Well, I don't see many applications that do it in a general way - Kitty doesn't seem to. Emacs has tiles, but they can't be dragged - only resized. Common browsers only have tabs. Except for applications using browser technology (such as Atom) the only one I'm familiar with is the Netbeans IDE (and to a less general extent Eclipse, IIRC). I looked at how to do it using Qt, and it doesn't seem to handle it directly (though I think it could be done with some effort).
My primary use case is replacing https://github.com/kovidgoyal/iv with a pure terminal application (i.e an image browsing application). That means it needs to: 1) position images arbitrarily 2) draw text over images 3) have good performance so it can display animated images 4) allow control of the lifetime of image data in the terminal to minimize resource consumption while optimizing efficiency.
I'm afraid any spec that does not allow even such a basic application, and your proposal is one such, is not going to pass muster with me.
Umm if by tiles you mean multiple sub-windows inside a top level window, kitty most definitely has them, along with multiple programmable layouts for them. They are not draggable, but that is because the idea of using a mouse to arrange tiles horrifies me, not because it is hard to implement. And this is all without even using a graphics toolkit, let alone a browser.
"My primary use case is replacing an [image browsing application] with a pure terminal application/"
Why? I think very few people would find that a compelling use-case. I can see two minor advantages: Remote browsing of images, and re-using the terminal window (thus reduced need for mouse or context switching). Still, almost everyone else would just use a graphical image browser.
Of course that sort of thing is relatively natural and easy to do with DomTerm. One way is to use a script like:
where start-my-image-server is a simple http server that display the images and uses JavaScript to manage the UI. The domterm --tab browse URL command creates a new browser window (an iframe) in a new tab.
DomTerm also allows you to create an iframe in the current window, by just "printing" the appropriate iframe html.
And of course you don't have to use an iframe or http server at all: You can just "print" the image grid directly. DomTerm doesn't currently have commands to replace previously-written html output (except erase line/display), but I'm just waiting for a suitable application before adding that.
Perhaps using a browser to implement a terminal isn't so silly after all?
"the idea of using a mouse to arrange tiles horrifies me"
The idea of arranging tiles without a mouse horrifies me. (Having keyboard shortcuts is great, but a mouse is much more natural and discoverable to most of us.)
This is going nowhere. Feel free to propose whatever half-assed spec you like, I will feel free to ignore it. If any application I care about ever adds support for it, it will be trivial to support it in kitty on top of its much more capable graphics system.
I just have one question for you: "Why are you developing a terminal emulator?" If you are so fond of mice and graphical UIs and browsers, why not just use them?

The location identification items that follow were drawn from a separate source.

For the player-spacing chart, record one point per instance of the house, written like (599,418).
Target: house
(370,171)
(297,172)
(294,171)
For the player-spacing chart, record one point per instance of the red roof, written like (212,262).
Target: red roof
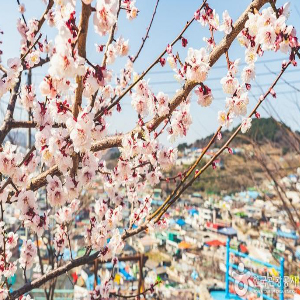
(215,243)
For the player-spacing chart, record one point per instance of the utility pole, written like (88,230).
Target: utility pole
(29,81)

There's lot of prior art to study – for all of us, including myself, as I'm not familiar with them – before moving forward. You guys have mentioned Kitty and iTerm2, also Sixel vaguely which is implemented by Xterm and perhaps a few others. You have at least missed to mention Terminology.

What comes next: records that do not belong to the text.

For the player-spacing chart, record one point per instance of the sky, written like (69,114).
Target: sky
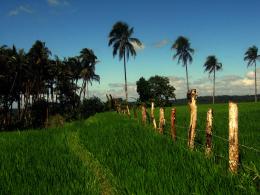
(224,28)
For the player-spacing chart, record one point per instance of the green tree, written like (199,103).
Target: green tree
(121,38)
(88,63)
(143,89)
(251,55)
(212,65)
(184,53)
(38,57)
(157,88)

And if I may call it so, the VTE 729204: Sixel discussion, which has stalled for now, is also some kind of prior art, at least pointing out some core issues you haven't
mentioned. So is my comment at Austin Group 1151. I'll briefly summarize these here.
These emulators all seem to be going in their own individual ways. Which suggests that probably there's a fundamental issue that no one has figured out how to handle.

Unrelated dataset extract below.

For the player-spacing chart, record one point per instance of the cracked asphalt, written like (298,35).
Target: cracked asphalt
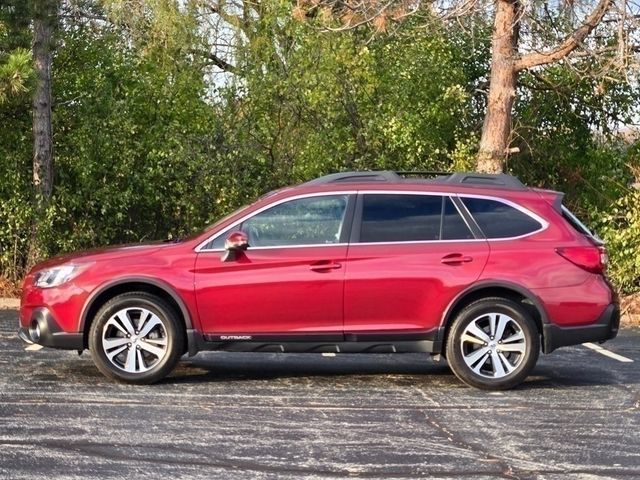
(263,416)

In terminal emulation, currently the only unit is the cell size. Every escape sequence moves with integer multiples of the cell width or height and position things accordingly. The first call to make is whether we'd still obey this, or break out of this limitation.
If we still obey this constraint, we cannot offer a means to display an image at its natural size. All that an image protocol can offer is something like "display this image in these 10x15 character cells, using this-and-that scaling-stretching-cropping-tiling-scrolling-aligning method". We need to study if keeping this constraint is acceptable, or whether apps outputting sharp lines (e.g. Gnuplot) would be really unhappy about it.
If we break out from this constraint and want to be able to show an image at its natural size, we have to introduce the concept of "pixel", whose relation (ratio) to the "cell" is unknown, and in some cases, not defineable. This, in turns, breaks current principles (invariants) of terminal emulation. For example, you output a few lines of text, then a certain image, then move the cursor up by 10 rows, then print something. Will it print into the picture, or in the line just above it, or one even further up? It will depend on the font size! Currently no behavior of the terminal emulator depends on the font size, but this one would. This not only results in unexpected user experience (e.g. if someone temporarily enlarges the font, then prints this image, then shrinks it back then the result will differ from as if he hadn't tampered with the font size), but is outright problematic when the concept of font size doesn't even exist.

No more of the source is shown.